Para fins legais, a operação onerosa exige uma contraprestação clara. Por exemplo, a compra e venda tradicional é o caso mais comum. Da mesma forma, a troca ou permuta gera a incidência imediata dos tributos. Além disso, a dação em pagamento também constitui um fato gerador.
O legislador incluiu outras modalidades contratuais no campo de incidência. Assim, a locação de bens móveis ou imóveis torna-se tributável pelo IBS. Inclusive, o licenciamento e a cessão de direitos sofrem a mesma carga tributária. O mútuo oneroso e o arrendamento mercantil também compõem a lista de incidência. Portanto, o leasing financeiro ou operacional gera obrigações perante o fisco.
A Irrelevância do Lucro e da Validade Jurídica
Um ponto crucial para as empresas é a desvinculação do lucro. A incidência do IBS e CBS independe totalmente da obtenção de lucro na operação. Mesmo que a empresa venda um item com prejuízo, o imposto é devido. Portanto, a base de
cálculo foca no valor da operação e não no ganho.
Além disso, a espécie ou forma jurídica do negócio não altera a tributação. O fisco ignora se o ato jurídico possui validade plena para cobrar o imposto. Ou seja, mesmo contratos com vícios formais podem gerar obrigação tributária. Da mesma forma, o cumprimento de exigências administrativas é irrelevante para a caracterização. Assim, a realidade econômica prevalece sobre as formalidades burocráticas no novo sistema.

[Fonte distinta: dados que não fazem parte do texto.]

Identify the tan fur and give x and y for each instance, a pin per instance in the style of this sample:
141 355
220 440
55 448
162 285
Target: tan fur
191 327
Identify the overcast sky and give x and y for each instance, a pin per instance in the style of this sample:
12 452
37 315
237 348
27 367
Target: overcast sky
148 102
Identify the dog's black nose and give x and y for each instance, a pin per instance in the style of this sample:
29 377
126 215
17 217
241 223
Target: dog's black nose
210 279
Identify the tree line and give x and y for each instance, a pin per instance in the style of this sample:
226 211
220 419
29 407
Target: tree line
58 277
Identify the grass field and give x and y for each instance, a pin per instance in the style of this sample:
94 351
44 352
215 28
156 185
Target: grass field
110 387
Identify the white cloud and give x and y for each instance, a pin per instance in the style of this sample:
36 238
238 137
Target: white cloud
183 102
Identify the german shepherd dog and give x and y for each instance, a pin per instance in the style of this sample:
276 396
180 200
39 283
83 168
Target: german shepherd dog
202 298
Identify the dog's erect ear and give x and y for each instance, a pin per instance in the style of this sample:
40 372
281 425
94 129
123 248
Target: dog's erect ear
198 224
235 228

Operações com Ativos e Atividades Não Habituais
Muitas dúvidas surgem sobre a venda de bens do ativo imobilizado. A nova legislação esclarece que os tributos incidem sobre ativos não circulantes. Portanto, se uma fábrica vende suas máquinas antigas, haverá recolhimento de impostos. Além disso, a atividade econômica não habitual também sofre a incidência do IBS e CBS.
Isso significa que mesmo vendas esporádicas geram a necessidade de emissão fiscal. Consequentemente, o contribuinte deve estar atento a qualquer desmobilização de patrimônio. No entanto, o IBS e a CBS não alteram outros impostos sobre patrimônio. Especificamente, as regras do ITCD para doações e heranças permanecem preservadas. Da mesma forma, a base de cálculo do ITBI em imóveis não sofre alteração.
Por fim, devemos observar as regras para pessoas físicas contribuintes. Se um indivíduo atua como contribuinte, seus bens pessoais seguem regras distintas. O fornecimento de itens não relacionados à atividade econômica segue o padrão dos não contribuintes. Portanto, a lei busca separar o patrimônio empresarial do patrimônio privado do empreendedor.
Conclusão da Primeira Parte
Neste artigo, vimos como a incidência do IBS e CBS abrange quase toda a economia. Desde bens materiais até direitos imateriais, tudo passa pelo crivo da nova lei. Além disso, a onerosidade e a contraprestação definem a maioria das hipóteses tributáveis. Consequentemente, as empresas precisam mapear seus fornecedores e adquirentes com precisão.
Entendemos também que o lucro não é condição para a cobrança tributária. Assim como a venda de ativos fixos e atividades eventuais entram no sistema. Nos próximos artigos, detalharemos as operações entre partes relacionadas e as imunidades. Dessa forma, você terá uma visão completa sobre a maior reforma tributária da história.
Este texto é o primeiro de uma série de três artigos complementares.